Dans la Ruhr, déjà frappée par le déclin de son autre fierté industrielle, la sidérurgie, une difficile reconversion s'annonce, doublée d'une mise en valeur touristique des anciens sites.
Le lignite toujours reine
Depuis que Berlin a programmé en 2007 la fermeture des houillères, les autorités rhénanes tentent de faire du bassin minier un pôle de compétitivité, dense en universités, centres de recherche et startups. Et pour éviter un choc trop brutal, l'Allemagne a subventionné les mines, avec au total 40,15 milliards d'euros depuis 1989. 2,7 milliards supplémentaires sont prévus d'ici 2022 pour accompagner la transition.
Mais l'adieu à la houille est toutefois loin de signifier l'abandon du charbon. Près de 40 % du mix électrique allemand repose encore sur ce minerai, sous ses deux formes : la houille importée et plus encore son cousin très polluant et bon marché, le lignite.

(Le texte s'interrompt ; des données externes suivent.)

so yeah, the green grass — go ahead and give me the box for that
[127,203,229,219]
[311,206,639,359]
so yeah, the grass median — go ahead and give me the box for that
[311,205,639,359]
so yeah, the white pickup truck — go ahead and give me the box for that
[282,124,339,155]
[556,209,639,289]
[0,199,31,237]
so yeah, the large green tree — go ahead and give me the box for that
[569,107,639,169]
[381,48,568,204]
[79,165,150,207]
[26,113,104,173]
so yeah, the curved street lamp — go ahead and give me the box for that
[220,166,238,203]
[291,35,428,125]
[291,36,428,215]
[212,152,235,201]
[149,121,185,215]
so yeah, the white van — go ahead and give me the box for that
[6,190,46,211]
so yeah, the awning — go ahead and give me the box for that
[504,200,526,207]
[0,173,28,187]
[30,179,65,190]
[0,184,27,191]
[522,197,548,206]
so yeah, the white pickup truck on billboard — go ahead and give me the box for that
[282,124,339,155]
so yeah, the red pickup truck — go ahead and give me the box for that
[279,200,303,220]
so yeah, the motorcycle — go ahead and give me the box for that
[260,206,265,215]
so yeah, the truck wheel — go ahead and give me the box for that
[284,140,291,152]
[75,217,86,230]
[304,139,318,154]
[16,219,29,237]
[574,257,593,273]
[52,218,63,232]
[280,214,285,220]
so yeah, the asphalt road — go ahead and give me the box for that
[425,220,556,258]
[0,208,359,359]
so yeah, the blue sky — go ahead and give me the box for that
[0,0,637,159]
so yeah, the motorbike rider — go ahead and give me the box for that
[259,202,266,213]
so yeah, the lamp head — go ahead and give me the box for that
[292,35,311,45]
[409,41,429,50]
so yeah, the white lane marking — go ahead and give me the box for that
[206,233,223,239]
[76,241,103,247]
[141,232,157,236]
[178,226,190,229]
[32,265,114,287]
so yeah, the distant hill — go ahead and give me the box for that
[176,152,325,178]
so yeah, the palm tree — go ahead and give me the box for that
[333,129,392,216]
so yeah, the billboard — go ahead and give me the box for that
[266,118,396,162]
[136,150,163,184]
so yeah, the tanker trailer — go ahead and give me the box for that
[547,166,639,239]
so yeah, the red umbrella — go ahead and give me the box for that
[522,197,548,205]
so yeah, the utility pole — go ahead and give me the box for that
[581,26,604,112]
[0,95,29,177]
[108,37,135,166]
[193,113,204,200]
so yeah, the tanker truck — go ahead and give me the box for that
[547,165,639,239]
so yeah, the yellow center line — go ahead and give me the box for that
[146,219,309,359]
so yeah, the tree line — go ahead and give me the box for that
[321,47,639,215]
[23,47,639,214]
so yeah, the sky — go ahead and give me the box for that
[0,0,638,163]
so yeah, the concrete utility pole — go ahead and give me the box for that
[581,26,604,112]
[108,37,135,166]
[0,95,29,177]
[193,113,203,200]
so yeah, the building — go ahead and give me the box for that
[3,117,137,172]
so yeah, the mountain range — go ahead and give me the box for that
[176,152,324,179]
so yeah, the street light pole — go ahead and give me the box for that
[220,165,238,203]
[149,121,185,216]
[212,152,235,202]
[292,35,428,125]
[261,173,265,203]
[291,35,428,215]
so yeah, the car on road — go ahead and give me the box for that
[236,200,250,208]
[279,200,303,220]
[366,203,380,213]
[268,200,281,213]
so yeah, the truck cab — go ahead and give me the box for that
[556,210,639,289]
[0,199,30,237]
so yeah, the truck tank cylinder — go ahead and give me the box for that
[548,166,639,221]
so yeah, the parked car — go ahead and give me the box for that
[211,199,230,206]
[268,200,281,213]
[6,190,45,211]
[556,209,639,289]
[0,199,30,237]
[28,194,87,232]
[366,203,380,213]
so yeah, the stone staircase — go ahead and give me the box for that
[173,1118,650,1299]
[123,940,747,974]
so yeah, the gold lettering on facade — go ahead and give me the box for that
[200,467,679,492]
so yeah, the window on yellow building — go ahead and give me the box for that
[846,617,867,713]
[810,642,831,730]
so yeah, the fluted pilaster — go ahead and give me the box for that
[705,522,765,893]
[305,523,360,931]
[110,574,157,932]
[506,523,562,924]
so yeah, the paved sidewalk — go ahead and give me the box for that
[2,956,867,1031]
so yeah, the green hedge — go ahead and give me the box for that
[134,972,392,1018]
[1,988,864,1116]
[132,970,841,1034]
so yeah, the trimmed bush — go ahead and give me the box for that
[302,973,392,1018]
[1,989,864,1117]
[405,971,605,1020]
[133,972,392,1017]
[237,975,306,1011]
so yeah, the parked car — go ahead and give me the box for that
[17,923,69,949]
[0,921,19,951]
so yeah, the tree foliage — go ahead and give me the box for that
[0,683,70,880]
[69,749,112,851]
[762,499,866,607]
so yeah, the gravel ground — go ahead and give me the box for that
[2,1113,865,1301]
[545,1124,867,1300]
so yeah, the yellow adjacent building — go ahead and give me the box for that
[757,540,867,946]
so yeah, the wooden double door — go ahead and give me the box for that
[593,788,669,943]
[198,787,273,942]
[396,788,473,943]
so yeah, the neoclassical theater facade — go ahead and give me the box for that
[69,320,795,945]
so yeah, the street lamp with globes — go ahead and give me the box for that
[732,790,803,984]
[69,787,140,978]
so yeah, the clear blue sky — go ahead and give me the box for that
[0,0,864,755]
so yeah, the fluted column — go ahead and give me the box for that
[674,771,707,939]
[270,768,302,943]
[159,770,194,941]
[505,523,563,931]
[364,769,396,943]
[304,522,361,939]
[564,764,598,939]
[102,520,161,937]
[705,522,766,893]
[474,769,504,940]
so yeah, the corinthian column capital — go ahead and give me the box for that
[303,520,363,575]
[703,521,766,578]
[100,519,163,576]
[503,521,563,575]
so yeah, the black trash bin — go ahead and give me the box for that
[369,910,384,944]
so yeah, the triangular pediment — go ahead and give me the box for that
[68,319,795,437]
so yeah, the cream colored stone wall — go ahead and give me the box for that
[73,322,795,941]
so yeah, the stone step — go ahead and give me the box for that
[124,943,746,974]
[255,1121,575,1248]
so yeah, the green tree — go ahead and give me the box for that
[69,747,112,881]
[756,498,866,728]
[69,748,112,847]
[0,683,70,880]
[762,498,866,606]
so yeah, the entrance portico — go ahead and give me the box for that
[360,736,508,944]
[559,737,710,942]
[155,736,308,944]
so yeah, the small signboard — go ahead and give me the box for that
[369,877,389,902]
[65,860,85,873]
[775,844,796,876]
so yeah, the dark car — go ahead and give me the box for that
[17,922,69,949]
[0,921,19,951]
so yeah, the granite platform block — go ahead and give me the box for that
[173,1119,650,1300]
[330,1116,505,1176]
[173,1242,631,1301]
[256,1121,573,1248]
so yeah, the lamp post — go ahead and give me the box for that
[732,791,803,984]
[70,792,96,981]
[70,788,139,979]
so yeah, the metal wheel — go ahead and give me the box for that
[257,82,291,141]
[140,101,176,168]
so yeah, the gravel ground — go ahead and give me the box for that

Le pays compte ainsi plusieurs immenses mines de lignite à ciel ouvert. Et les centrales au charbon venues d'Australie ou de Chine turbinent à plein régime, y compris dans la Ruhr. Le gouvernement dévoilera début février les grandes lignes de son plan d'abandon progressif du charbon, pour l'heure attendu à l'horizon 2050. À titre de comparaison, la France tournera la page du charbon en 2022.